How to stock a kitchen: You're only as good as your tools

I wrote an article some time ago for the Washington Post on how to equip a kitchen. And I learned that good kitchen tools make for a much nicer kitchen experience: Easier to work with, better results, easier to clean. So let me give you a few tips on how to get good kitchen tools.

But before we dive in, you need to accept that it can be expensive. Really expensive. But you know you get what you pay for. So if you can’t afford a new suite of pans, for example, then just get one good one, until you can afford more. Or one good knife. Or one good ... whatever. Remember, it is probably cheaper in the long run to build a kitchen of quality items that will likely last a lifetime than to buy cheap junk and have to replace it year after year.

Pots and pans
The only thing you have to know is that good pots heat food evenly while cheap pots heat food unevenly, which results in uneven cooking. (For those of you tired of scrubbing - which is all of us - you may also want to know that cheap pots are much, MUCH harder to clean.)

So which pots are best? Copper. But these can be incredibly expensive (think $100+ per pot). So I'd go for the next best thing, such as anodized aluminum.

For anodized aluminum, you can look at companies such as All-Clad. They are not cheap, but what you can do is get a set (you're looking at $500+ for a set) which usually works out to something like one pot free, as opposed to the open stock route (where you buy one pot or pan at a time). Even better, home and kitchen stores such as Linens 'n Things and Williams Sonoma often have specials, especially around the holidays (and isn't mother's day approaching?). Of course, buying a set only works if you get one that contains what you need. If not, go the open stock route and pick and choose the exact pots and pans you want.

Cut to the quick
When I went the almost vegetarian route, I really learned the value of a good knife. So I suggest you look at one of the better knife manufacturers, such as Wusthof. I’d recommend going to the store to test drive the knife - how does it feel in your hand? If it is not comfortable to use, it doesn’t matter how good a knife it is, it is not the knife for you. Then figure out what knives you need. I probably use the bread knife and the paring knife more than anything else, but then I have a Cuisinart to do my heavy chopping.
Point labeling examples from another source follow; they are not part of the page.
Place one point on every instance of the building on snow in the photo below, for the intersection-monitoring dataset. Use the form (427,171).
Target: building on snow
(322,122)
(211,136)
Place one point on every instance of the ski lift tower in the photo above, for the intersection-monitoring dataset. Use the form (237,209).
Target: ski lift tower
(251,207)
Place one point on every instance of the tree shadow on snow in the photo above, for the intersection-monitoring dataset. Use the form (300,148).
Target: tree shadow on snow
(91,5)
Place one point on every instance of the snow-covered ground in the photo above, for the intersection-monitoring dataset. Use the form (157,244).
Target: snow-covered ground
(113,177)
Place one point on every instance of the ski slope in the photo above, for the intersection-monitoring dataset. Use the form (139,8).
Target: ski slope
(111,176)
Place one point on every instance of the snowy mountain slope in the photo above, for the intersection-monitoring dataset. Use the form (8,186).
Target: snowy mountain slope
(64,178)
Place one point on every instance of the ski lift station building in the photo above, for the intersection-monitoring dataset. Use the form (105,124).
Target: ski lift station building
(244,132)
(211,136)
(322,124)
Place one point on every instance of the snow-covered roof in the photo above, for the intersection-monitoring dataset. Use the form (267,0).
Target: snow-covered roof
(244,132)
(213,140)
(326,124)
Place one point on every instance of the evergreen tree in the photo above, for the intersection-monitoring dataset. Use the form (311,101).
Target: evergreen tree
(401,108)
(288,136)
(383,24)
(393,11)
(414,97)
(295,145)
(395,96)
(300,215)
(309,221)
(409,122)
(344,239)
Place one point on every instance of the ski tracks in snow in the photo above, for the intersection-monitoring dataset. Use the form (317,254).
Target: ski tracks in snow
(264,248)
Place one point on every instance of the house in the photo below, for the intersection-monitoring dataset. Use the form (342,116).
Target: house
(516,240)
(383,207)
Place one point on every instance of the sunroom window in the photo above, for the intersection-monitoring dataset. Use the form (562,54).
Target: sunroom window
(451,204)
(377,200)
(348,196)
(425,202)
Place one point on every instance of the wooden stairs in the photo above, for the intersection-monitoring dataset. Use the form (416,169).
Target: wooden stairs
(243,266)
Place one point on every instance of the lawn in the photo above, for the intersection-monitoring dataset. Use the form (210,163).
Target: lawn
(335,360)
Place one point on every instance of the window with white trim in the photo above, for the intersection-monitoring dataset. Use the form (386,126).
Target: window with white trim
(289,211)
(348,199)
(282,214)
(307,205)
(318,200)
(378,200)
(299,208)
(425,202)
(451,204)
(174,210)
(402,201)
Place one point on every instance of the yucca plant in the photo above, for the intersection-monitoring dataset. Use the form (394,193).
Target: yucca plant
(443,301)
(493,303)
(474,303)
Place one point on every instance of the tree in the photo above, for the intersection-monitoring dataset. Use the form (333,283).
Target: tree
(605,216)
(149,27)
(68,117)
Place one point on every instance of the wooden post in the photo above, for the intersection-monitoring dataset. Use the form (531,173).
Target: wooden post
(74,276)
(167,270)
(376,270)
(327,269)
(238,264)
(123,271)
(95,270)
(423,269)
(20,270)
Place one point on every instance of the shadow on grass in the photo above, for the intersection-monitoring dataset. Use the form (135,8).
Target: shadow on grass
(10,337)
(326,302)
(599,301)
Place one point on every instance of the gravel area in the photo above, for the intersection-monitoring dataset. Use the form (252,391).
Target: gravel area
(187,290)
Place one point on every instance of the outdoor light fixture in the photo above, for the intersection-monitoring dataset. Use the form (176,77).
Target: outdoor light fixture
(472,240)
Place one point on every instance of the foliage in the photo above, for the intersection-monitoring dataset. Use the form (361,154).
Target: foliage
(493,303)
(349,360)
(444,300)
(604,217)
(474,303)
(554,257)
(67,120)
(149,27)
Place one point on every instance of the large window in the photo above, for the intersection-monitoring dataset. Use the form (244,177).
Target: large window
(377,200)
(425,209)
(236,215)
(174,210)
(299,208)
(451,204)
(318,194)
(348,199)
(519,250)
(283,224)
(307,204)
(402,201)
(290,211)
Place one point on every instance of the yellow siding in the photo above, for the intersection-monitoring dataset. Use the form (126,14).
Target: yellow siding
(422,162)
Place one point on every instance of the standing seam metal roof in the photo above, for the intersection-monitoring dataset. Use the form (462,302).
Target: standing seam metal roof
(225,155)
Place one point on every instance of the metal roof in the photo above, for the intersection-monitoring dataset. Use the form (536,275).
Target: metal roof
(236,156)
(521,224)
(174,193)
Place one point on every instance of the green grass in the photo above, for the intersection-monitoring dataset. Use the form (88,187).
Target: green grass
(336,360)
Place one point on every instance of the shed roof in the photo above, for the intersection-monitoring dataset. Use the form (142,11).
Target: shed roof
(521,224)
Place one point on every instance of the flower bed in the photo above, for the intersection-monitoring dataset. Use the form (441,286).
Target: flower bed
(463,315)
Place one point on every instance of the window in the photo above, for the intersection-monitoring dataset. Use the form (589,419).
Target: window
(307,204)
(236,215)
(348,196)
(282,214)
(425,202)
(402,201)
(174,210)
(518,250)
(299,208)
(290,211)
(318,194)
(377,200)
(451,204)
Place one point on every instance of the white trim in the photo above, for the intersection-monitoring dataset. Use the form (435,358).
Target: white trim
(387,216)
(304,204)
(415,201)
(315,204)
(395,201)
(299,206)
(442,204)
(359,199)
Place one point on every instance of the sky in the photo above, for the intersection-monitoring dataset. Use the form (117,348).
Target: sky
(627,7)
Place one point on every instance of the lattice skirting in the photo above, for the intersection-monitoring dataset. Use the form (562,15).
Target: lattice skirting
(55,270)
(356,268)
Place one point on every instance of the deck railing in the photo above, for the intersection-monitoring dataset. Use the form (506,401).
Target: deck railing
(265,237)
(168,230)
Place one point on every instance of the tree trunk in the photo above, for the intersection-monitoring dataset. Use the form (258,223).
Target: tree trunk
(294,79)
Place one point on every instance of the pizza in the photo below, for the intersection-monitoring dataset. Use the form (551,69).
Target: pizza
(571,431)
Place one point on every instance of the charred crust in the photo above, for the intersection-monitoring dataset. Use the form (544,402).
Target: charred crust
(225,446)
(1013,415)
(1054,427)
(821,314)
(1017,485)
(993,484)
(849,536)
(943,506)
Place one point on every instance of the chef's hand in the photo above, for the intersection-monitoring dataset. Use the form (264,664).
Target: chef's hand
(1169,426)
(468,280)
And don’t forget to get a good cutting board. I like John Boos boards because they are so sturdy and beautiful. But they cost. A lot. I also like pretty boards which I display. Actually, this is becoming a wee bit of an obsession with me. But I don't have any farm animal boards as of yet. But I will. Oh yes, I will.

Good gadgets
Certainly you’ll need everything from a vegetable peeler to a grater. But these are fairly inexpensive, so I’ll leave it to you to make your list and experiment with different items. Personally, I just try to find items that are comfy and look like they are well-made and easy to use.

Apt appliances
This, too, depends on what you do. I’m forever chopping vegetables, so my Cuisinart is a lifesaver. And I like to make bread, so the KitchnAid is helpful. I also make a lot of salads, so the salad spinner ... erm ... is this a gadget? It’s not plugged in. So, move along, then. I also can’t live without my blender. In fact I use it daily for my morning smoothie. And my evening margaritas. Oh dear, did I say that out loud?